H&M has won praise for promoting realistic-looking women's bodies by becoming the latest high-street fashion retailer to leave its swimwear models' stretch marks, arm hair, scars and blemishes on show instead of airbrushing them out. The Swedish fashion giant joins the likes of ASOS, Boohoo and Missguided in ceasing to cover up its models' natural skin. It comes mere months after Monki, which is part of the H&M Group, won praise for showing natural-looking women's bodies in photos that notably didn't pander to the male gaze.

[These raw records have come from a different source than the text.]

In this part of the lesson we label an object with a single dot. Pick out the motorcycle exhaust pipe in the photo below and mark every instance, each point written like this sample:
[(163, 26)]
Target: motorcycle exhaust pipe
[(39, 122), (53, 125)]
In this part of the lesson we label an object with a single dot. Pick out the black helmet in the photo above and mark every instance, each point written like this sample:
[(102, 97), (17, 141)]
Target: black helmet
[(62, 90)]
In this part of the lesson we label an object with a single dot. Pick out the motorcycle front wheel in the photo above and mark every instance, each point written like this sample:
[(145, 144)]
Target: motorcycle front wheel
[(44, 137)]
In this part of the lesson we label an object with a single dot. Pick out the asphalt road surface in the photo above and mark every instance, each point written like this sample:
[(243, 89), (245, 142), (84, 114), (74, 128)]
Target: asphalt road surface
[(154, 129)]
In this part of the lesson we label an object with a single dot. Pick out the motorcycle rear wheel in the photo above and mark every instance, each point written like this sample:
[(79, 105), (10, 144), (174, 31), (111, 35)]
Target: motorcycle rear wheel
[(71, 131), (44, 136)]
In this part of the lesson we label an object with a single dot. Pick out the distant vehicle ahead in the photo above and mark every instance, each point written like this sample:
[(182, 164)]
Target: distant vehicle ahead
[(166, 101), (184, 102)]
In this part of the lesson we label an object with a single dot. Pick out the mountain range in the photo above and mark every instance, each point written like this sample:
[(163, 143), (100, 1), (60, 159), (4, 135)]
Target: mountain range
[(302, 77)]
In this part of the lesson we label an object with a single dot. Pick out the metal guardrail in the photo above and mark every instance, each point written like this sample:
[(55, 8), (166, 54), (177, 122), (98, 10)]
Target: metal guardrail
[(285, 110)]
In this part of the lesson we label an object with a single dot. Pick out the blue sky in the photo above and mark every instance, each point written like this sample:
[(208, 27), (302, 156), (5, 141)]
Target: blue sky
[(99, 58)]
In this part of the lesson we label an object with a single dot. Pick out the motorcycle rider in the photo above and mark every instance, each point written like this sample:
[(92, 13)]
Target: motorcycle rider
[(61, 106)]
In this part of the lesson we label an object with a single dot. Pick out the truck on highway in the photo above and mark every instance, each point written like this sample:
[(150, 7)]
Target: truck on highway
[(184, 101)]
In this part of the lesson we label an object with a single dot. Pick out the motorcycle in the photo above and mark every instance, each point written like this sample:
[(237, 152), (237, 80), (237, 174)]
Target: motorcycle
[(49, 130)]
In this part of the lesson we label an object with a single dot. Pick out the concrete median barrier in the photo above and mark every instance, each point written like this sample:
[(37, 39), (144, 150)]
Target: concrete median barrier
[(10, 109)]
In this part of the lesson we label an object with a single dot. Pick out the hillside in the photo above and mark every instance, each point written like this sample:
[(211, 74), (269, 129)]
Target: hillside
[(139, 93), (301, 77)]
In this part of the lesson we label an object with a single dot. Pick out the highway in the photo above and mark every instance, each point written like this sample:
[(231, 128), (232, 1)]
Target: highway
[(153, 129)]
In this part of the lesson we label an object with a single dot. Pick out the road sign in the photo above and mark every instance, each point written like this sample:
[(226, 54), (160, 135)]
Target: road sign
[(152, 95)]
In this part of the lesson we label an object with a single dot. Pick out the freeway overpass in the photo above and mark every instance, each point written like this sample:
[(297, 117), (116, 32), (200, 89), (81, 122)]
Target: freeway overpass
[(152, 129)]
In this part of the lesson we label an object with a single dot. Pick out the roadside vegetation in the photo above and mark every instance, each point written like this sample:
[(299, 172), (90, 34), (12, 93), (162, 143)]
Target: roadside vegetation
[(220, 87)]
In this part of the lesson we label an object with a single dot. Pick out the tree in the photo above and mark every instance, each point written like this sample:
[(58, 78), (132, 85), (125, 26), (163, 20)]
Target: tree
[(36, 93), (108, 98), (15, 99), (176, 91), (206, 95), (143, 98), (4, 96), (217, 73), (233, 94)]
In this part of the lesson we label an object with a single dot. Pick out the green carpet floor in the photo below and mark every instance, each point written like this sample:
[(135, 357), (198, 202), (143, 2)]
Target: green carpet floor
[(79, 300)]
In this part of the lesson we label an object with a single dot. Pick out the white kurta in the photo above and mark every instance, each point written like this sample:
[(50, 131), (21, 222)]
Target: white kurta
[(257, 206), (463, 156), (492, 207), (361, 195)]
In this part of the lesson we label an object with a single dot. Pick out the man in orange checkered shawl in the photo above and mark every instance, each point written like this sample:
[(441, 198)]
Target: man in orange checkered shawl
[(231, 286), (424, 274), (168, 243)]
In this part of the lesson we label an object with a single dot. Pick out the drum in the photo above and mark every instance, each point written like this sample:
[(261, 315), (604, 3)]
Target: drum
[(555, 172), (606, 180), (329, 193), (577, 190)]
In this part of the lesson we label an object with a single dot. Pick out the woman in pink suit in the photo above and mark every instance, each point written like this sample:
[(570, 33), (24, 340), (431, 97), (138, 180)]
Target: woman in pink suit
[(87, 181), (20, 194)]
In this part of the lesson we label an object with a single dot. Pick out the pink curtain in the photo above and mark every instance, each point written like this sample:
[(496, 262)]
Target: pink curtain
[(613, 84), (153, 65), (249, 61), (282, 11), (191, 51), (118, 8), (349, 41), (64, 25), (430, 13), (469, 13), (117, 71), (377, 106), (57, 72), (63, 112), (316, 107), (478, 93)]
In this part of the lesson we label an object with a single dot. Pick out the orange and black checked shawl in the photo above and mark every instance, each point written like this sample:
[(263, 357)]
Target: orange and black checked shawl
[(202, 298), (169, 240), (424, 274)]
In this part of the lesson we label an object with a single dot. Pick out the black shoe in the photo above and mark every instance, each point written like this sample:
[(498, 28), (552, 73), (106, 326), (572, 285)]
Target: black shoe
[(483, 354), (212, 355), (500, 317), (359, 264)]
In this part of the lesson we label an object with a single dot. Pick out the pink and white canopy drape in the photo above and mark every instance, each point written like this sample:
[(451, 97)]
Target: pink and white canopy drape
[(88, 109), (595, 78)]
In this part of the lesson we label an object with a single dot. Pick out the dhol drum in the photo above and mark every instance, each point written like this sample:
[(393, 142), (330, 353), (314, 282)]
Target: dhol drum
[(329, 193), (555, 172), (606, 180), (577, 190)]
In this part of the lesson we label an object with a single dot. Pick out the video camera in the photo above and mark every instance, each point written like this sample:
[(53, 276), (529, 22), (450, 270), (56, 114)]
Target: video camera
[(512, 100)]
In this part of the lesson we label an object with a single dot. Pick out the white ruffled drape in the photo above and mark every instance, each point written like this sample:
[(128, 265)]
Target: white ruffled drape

Digital is fundamentally rewiring media. In the latest indication of this shift, Troy Young, president of Hearst Magazines Digital Media, will succeed David Carey as president of Hearst's magazine division, overseeing more than 300 print editions and 240 digital brands around the world, BoF has learned. The company sent an internal email on Wednesday morning confirming the appointment, effective immediately. The news comes one month after Carey announced that he was stepping down at the end of 2018 after eight years at the privately-held media company. The Hearst division publishes Cosmopolitan, Elle and Harper’s Bazaar, among many other titles. Young's promotion was expected both inside and outside the company.
A new line of smart clothing from Tommy Hilfiger will track and reward users for wearing its products. The Tommy Jeans Xplore range, which includes T-shirts, sweatshirts and hoodies, is embedded with a smart chip. Once paired with an app, it will track users and reward them with points that can be converted into merchandise or concert tickets. The clothing brand hopes it will create a micro-community of brand ambassadors.The range is available exclusively in the US through the company's website and its flagship store in New York. Prices for the range, which also includes jeans, jackets, hats and bags, go from $29 to $99.
Louise Trotter has stepped down from her role of creative director at Joseph after nine years. Her last collection for the British label will be pre-fall 2019, and she will leave the company at the end of August, with her successor announced in due course. Trotter joined Joseph in 2009 after holding the same role at Jigsaw, and prior to that positions at T Hilfiger and Gap. She is widely credited with elevating the blueprint of eponymous brand founder Joseph Ettedgui, who found success in the Nineties catering for successful women – including Trotter, herself – looking for a streamlined uniform of basics to suit their lifestyle. Trotter's masculine/feminine mix of luxe separates and buttery leathers have made Joseph a firm fixture on the London Fashion Week schedule, and she has expanded the womenswear offering to include shoes, handbags and, most recently sunglasses, with a burgeoning menswear division too.
On July 24, 2018, approximately 623 days after her father was elected president, Ivanka Trump has come to the decision to close her eponymous fashion brand, according to the Wall Street Journal. Trump made the decision as she grew frustrated by the restrictions she placed on the company, IT Collection LLC, to avoid possible conflicts of interest while serving in the White House. Said restrictions included ordering the company not to expand internationally and to seek her approval before striking agreements with new domestic partners, according to the WSJ; for example, the brand turned down a 2017 deal with Sanei International to expand the line into Japan, as Sanei International has ties to the Japanese government. They notably did not include moving production stateside so her products could be Made in America, rather than in China, something which supposedly is an important priority to the administration for which she works.